The Cooper Union School of Architecture
Spring Semester, 2011
Professors Guido Zuliani, Pablo Lorenzo-Eiroa, Mersiha Veledar
The City, as architecture, is the form that the mutual relations between all its parts assume at a certain moment in time, In this sense, the City cannot be understood as the simple accumulation of discrete artifacts and singular events, but as the articulated ensemble of the relations that each establishes with the others and with the whole. The City emerges therefore as the result of the relations continuously constructed between, for instance, public spaces and private dwellings, systems of infrastructures and single institutions, between implementation of mobility and permanent features ordering urban life. Among all, the relations between the imagery of nature and the production of the built environment and the ones between the specificity of a locus and the general character of the concepts that constitute a discipline hold a particular place within the practice of architecture.
Based on this premise, the Design IV spring semester studio focuses primarily on the definition and investigation of the relations that an urban site and the forms of its description, to the process of delineation of the architectural intervention.
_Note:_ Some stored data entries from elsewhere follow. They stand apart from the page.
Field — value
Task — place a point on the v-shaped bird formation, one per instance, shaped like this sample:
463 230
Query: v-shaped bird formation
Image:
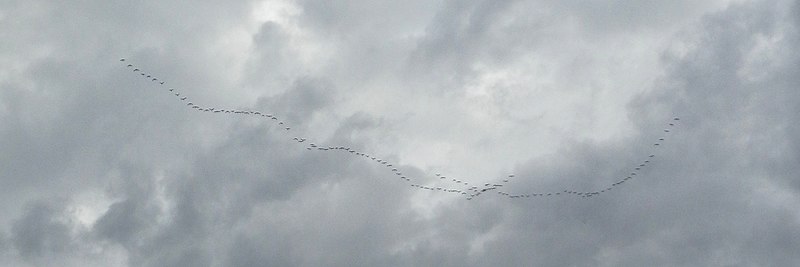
443 183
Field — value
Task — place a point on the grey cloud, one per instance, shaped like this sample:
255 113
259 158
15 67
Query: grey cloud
197 189
40 232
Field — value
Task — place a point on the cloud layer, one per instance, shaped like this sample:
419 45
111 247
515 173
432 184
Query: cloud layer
99 167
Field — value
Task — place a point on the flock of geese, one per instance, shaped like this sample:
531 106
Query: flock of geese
454 186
The exercise begins with the exploration of two topical conditions summarized by the two concepts of City of Ground and City of Sky. The aim is the understanding of the particular nature of these primary contexts in an urban setting and the definition of paradigmatic architectural representations able to reference the principles of future interventions.
For the design phase, a frame of 260 by 520 is assumed to delimit the site for the intervention. The minor north-south axis is positioned on the axis defined by the eastern wall of Central Park and the built side of 5th Avenue, A specific site is then chosen by each student along the eastern edge of Central Park.
In the development of the design, the site is assumed to be an intrinsic component of the project. Its identity is constructed, and the represented by means of drawings and models, in terms of the dialectic between its autonomous finite configuration determined by the imposition of th 260 by 520 frame onto the city fabric, and the identities that the individual elements of the morphology of the framed site are to acquire when considered within the topological field of latent relations at a large scale.
The site configurations emerging from such a dialectic, to all intents and purposes already morphological and conceptual elements of the project, constitute the concrete figurative environment to which the design will respond and within which it will take shape.
The strict figurative integration and conceptual continuity between site and intervention directs the programmatic concern of the project toward the definition of an urban public institution, where its public nature should reverberate with the nature of Central Park understood a public building and with the public space of the promenade along its perimeter.